Yesterday was Fast and Testimony meeting and it was super powerful.  I didn't know this before my mission, but Sundays are a waiting game for missionaries.  We wait to see if those whom we invited will show up.  It can be kind of antsy, and even though not everyone showed up, a less-active family that we have been teaching (the Herreras) showed!  We started teaching them this week, too.  They're progressing so well!  And a little old lady, named Hermana Violeta, about eighty-five years old, who has a million problems with her back and spine and legs, walked about three-quarters of a mile, up hill, to make it to all three meetings of church because she hadn't been in a while.  She was so dedicated!  


During fast and testimony meeting, a man who was about ninety years old rolled his wheelchair all the way up to the pulpit, pulled himself up to the microphone and, while leaning on the stand and both of his non-functional legs, through a mumbling mouth bore one of the most powerful testimonies of the Restoration of the Gospel of Jesus Christ that I have ever heard.  What a privilege it was to witness.

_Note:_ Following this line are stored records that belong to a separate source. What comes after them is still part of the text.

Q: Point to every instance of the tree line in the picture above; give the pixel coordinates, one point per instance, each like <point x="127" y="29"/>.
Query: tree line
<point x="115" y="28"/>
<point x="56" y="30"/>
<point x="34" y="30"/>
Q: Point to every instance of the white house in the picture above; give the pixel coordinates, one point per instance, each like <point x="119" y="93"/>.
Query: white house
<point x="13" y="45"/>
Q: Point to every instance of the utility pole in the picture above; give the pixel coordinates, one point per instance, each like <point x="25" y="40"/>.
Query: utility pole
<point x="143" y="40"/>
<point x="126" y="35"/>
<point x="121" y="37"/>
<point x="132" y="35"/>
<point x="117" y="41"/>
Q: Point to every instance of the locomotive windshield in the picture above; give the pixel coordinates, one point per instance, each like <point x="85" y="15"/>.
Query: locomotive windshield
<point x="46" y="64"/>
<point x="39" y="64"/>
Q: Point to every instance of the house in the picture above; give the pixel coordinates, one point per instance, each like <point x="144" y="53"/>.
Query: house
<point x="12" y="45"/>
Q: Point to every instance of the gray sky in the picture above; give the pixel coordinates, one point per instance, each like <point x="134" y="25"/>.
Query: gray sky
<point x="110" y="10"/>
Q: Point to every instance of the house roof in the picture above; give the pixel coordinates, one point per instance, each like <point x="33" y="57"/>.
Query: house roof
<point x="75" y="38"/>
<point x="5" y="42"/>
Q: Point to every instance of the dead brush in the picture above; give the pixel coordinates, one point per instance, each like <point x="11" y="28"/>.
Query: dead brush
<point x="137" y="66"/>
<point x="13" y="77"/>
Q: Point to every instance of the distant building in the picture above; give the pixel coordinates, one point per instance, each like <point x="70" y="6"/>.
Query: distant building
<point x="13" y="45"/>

If you haven't been able to tell, most of my ward is a bunch of old people.  But they're amazing.  The members of this ward are extraordinary.  We're just trying to get them involved in the missionary work more.  And you may not know this, but there are a lot of pet roosters in Uruguay.  When I was growing up, the only thing I really knew about roosters was that they don't lay eggs and that they cock one time in the morning.  It's not just one time.  And it's not just in the morning.  It's, like, every twenty seconds.  And it's all day until evening.  Now every time we go to the store, Elder Sevilla asks me what I need to buy and I reply with my list, and it always ends in "¡alguna cosa para matar esas gallinas!"  (Something to kill those roosters.)  


This week was amazing and totally hard.  It alwasy gets harder, but I also keep learning how to rely on the Savior more for support.  These weeks just blaze by.  I'm trying to enjoy every second!  I love you and and thank you for your prayers!  But in all seriousness, you should write me more letters!  Because missionaries LOVE MAIL!  I must now go and serve the beloved children of God.